Морозов вспоминал полеты с Борисовым. Сколько раз с трудом дотягивали до земли, и никогда Борисов не унывал! А как они ходили на бомбометания с малых высот, на его, Сашки Борисова, знаменитые бомбометания!
— Сегодня еще раз понял, почему стал летать с тобой, Саша, — сказал Морозов. — Упал с тысячи метров — и чувствуешь себя человеком. Вот почему.
— Агитируешь, Коля?
— Агитирую.
— Товарищи, это рай, это болотный санаторий! Я, кажется, начну говорить стихами, — сказал Ивашенко, стараясь показать, что и ему не страшно и даже как будто весело.
— Ну и валяй, а я не написал и двух строк, похожих на стихи, — с сожалением и любопытством сказал Морозов. — Мне это не угрожает.

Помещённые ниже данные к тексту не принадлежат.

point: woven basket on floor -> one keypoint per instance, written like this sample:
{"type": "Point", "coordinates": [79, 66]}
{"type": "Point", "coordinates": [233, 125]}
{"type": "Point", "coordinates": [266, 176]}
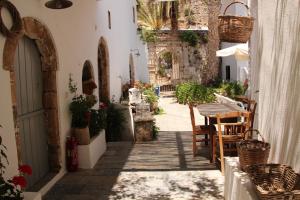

Они лежали в кустах и курили и смотрели, как закипает в кружке вода. В кружке жила успокоительная сила родных вещей.
И такой же покой источал цветок на тоненьком зеленом стебле. Он выглянул из-под прошлогоднего листа и тянул к солнечному лучу мохнатую желтую голову.
В кружке поднимались пузырьки, и от пузырьков тоже веяло чем-то спокойным. Прилетела бабочка-капустница, белокрылая, серебристая. Она села на желтый цветок и замерла, едва вздрагивая от слабых порывов теплого ветра.
Ивашенко потянулся к ней рукой. У него даже рот раскрылся от удовольствия.
— Не тронь! — крикнул Морозов.
Ивашенко отдернул руку, пустил в бабочку струйку дыма, и она улетела. Он смотрел вдаль на мокрые черные кусты, на лес и горизонт. Г лаза резало от блеска и солнечного света, скользившего по воде.
— Хватит нам кипятку, на что он?
— А чтобы как на охоте. Постреляли уток, вернулись, кипятим чаек, — сказал Морозов, оглядываясь. — Здорово я любил с отцом в лес ходить! На охоту не брал, а за ягодами — пожалуйста. Почти такой же лес, летом всякой ягоды — заешься!